With the N3TC Drak Challenge just weeks away, and the influx of holiday makers leading to a significant increase on recreational users of the uMzimkhulu River, the local marshalls club has completed a river rescue refresher course to enable them to best deal with any crisis that might emerge.
The N3TC Drak Challenge is ably managed by the KZN Canoe Union safety team under Rob Hill, but key danger points are manned by men and women from the Sani Search Volunteers ready to provide assistance should a paddler get injured or entrapped in the river.
The volunteers have completed a refresher course with experienced local Mark Willment brushing up on the best practices for river rescue, using the Glenhaven rapid outside Underberg as their training base.

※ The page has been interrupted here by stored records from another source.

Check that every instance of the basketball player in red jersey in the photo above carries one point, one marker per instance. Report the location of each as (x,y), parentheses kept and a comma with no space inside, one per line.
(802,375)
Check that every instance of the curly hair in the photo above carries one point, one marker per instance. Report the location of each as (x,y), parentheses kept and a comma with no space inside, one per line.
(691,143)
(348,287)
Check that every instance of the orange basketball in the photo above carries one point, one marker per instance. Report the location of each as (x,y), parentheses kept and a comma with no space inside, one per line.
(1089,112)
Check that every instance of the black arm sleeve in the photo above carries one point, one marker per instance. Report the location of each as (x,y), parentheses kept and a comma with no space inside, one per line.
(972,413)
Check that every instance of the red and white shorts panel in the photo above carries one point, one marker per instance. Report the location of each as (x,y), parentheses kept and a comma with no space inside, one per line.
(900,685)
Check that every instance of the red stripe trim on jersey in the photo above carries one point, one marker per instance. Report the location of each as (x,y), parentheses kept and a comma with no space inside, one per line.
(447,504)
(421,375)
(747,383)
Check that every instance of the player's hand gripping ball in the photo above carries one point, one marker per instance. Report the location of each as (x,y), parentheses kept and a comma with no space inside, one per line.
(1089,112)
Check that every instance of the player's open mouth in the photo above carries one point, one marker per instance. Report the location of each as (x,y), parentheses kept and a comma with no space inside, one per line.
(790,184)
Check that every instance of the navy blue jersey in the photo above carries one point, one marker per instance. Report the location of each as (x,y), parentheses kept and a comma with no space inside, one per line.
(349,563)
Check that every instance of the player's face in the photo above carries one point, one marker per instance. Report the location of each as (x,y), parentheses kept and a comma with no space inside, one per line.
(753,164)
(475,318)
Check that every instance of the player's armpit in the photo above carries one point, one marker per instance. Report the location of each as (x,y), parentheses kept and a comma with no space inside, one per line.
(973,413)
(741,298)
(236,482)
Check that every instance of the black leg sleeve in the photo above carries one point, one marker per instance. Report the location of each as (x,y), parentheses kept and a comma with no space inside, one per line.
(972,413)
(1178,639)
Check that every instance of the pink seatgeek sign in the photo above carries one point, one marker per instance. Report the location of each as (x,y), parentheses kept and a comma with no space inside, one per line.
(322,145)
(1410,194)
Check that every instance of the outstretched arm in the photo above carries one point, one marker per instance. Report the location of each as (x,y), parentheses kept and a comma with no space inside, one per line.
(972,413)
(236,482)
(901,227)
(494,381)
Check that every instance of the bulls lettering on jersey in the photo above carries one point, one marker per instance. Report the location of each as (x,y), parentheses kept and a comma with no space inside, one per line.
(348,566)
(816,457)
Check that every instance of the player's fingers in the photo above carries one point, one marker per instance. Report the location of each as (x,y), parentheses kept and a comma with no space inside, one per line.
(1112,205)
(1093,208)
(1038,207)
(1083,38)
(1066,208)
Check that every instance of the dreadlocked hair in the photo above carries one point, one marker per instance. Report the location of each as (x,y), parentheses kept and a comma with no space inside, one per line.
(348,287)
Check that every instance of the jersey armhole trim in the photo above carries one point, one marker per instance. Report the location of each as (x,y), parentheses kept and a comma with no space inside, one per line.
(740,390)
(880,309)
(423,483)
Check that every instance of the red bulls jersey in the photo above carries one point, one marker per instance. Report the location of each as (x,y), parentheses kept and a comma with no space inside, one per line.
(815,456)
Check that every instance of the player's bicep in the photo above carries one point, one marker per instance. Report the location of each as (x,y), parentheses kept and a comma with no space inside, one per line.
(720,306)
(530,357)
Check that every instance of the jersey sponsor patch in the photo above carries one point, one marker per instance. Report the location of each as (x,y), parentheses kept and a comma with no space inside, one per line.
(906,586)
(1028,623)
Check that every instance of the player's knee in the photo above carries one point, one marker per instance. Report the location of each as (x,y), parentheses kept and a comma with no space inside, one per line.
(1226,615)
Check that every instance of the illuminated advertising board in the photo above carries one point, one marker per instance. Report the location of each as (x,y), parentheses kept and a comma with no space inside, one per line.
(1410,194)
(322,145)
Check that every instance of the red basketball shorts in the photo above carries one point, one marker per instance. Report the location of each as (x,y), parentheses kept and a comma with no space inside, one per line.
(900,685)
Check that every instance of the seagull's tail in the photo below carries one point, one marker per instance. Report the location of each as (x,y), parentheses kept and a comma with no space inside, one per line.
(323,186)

Willment is fully confident in Hill’s KNCU sweep and safety team, but says the Sani Search volunteers provide a vital service to the race.
“These guys are all part of the Mountain Rescue Club, and in fact we are in the process of amalgamating with them formally,” said Willment.
“They are well prepared to carry out rescues at major rapids like Black Murray and Glenhaven, where they will be deployed on raceday, and the course we conducted went through all the protocols for rapid rescue, foot entrapments and rescue swimmers,” he said.
He added that being a mountain rescue squad they were best equipped to hike into remote areas to assist with rescues if needed, a reality given the numerous major rapids scattered in between the more accessible major rapids.
“We are all active in the mountain rescue squad, and these guys and girls have all the climbing and rope skills that will be needed if there is a remote rescue. They are incredibly versatile,” said Willment.
He said that the capacity of the local river rescue squad has been dramatically improved by the donation of specialised rescue equipment from the race sponsors N3TC last year.
“It has made a huge difference! We have specialised rescue life jackets and ropes, we have an inflatable croc that allows us to access any part of the river now, no matter how remote, and we have been training using the croc in specialised situations at weirs as well.
“They have indicated that they will be making another donation this year, which we have earmarked for more equipment, like small sit-on-top kayaks that will really help our rescue capacity,” said Willment.
“Swift water rescue is a really specialised field, and for a group like the Sani Search volunteers it is always a work in progress. we have to keep holding clinics and workshops to make sure we are up to speed with the best techniques and skills.
“It is holiday season now and there will be a lot of recreational trippers enjoying the uMzimkhulu on all sorts of craft. Hopefully it will be an incident free holiday season, but it is good to know that if there is a drama there is a uniquely skilled and committed group of men and women that can be deployed to respond and help,” he added.